Opinion mining has been an active research area in recent years. The task is to extract opinions expressed on entities and their attributes. For example, the sentence, "I love the picture quality of Sony cameras," expresses a positive opinion on the picture quality attribute of Sony cameras. Sony is the entity. This paper focuses on mining entities (e.g., Sony). This is an important problem because without knowing the entity, the extracted opinion is of little use. The problem is similar to the classic named entity recognition problem. However, there is a major difference. In a typical opinion mining application, the user wants to find opinions on some competing entities, e.g., competing or relevant products. However, he/she often can only provide a few names as there are too many of them. The system has to find the rest from a corpus. This implies that the discovered entities must be of the same type/class. This is the set expansion problem. Classic methods for solving the problem are based on distributional similarity. However, we found this method is inaccurate. We then employ a learning-based method called Bayesian Sets. However, directly applying Bayesian Sets produces poor results. We then propose a more sophisticated way to use Bayesian Sets. This method, however, causes two major problems: entity ranking and feature sparseness. For entity ranking, we propose a re-ranking method to solve the problem.
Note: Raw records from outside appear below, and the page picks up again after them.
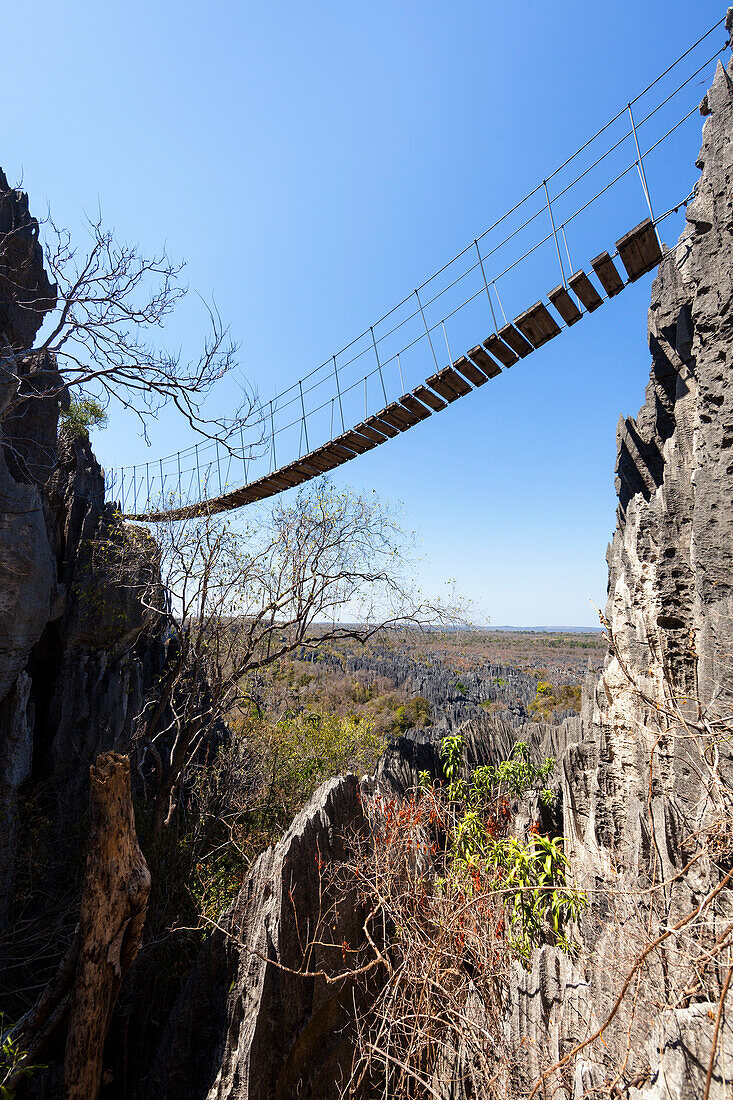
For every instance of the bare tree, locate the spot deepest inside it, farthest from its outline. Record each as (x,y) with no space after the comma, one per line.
(332,564)
(100,325)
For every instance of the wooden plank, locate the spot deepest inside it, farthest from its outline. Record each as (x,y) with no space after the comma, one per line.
(427,397)
(336,450)
(608,275)
(500,351)
(398,417)
(483,360)
(537,325)
(414,406)
(515,340)
(447,382)
(369,432)
(470,371)
(290,477)
(565,305)
(263,487)
(639,250)
(382,426)
(319,464)
(582,287)
(442,387)
(353,442)
(298,470)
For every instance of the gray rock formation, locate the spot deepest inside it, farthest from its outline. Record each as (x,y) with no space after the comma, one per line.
(75,655)
(632,792)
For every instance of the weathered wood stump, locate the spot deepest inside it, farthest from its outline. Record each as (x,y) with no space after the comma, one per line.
(112,914)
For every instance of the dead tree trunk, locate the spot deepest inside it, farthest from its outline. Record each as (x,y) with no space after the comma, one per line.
(113,903)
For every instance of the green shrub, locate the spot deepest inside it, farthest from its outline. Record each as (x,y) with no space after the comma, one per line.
(83,415)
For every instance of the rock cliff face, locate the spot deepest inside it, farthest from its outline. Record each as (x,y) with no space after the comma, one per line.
(74,656)
(637,787)
(633,792)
For feature sparseness, we propose two methods to re-weight features and to determine the quality of features. These methods help improve the mining results substantially. Additionally, like any learning algorithm, Bayesian Sets requires the user to engineer a set of features. We design some generic features based on part-of-speech tags of words for learning, which thus does not need to engineer features for each specific domain. Experimental results using 10 real-life datasets from diverse domains demonstrated the effectiveness of the proposed technique.
意见文件中的实体集扩展
近年来,舆论挖掘一直是一个活跃的研究领域。任务是提取对实体及其属性表达的意见。例如,“I love the picture quality of Sony相机”这句话表达了对索尼相机的画质属性的积极评价。索尼是实体。本文关注的是矿业实体(例如索尼)。这是一个重要的问题,因为在不了解实体的情况下,提取的意见几乎没有用处。这个问题类似于经典的命名实体识别问题。然而,有一个主要的区别。在一个典型的意见挖掘应用程序中,用户想要找到一些竞争实体的意见,例如,竞争或相关的产品。然而,他/她往往只能提供几个名字,因为他们太多了。系统必须从语料库中找到其余的。这意味着发现的实体必须具有相同的类型/类。这是集合展开问题。解决该问题的经典方法是基于分布相似度。然而,我们发现这种方法是不准确的。然后我们使用一种基于学习的方法,称为贝叶斯集。然而,直接应用贝叶斯集会产生很差的结果。然后,我们提出了一种更复杂的方法来使用贝叶斯集。然而,这种方法会导致两个主要问题:实体排序和特征稀疏性。对于实体排序,我们提出了一种重新排序的方法来解决这个问题。对于特征稀疏性,我们提出了两种方法来重新加权特征和确定特征的质量。这些方法大大提高了采矿效果。此外,像任何学习算法一样,贝叶斯集要求用户设计一组特征。我们设计了一些基于词性标签的通用特征用于学习,这样就不需要为每个特定领域设计特征。使用来自不同领域的10个真实数据集的实验结果证明了所提出技术的有效性。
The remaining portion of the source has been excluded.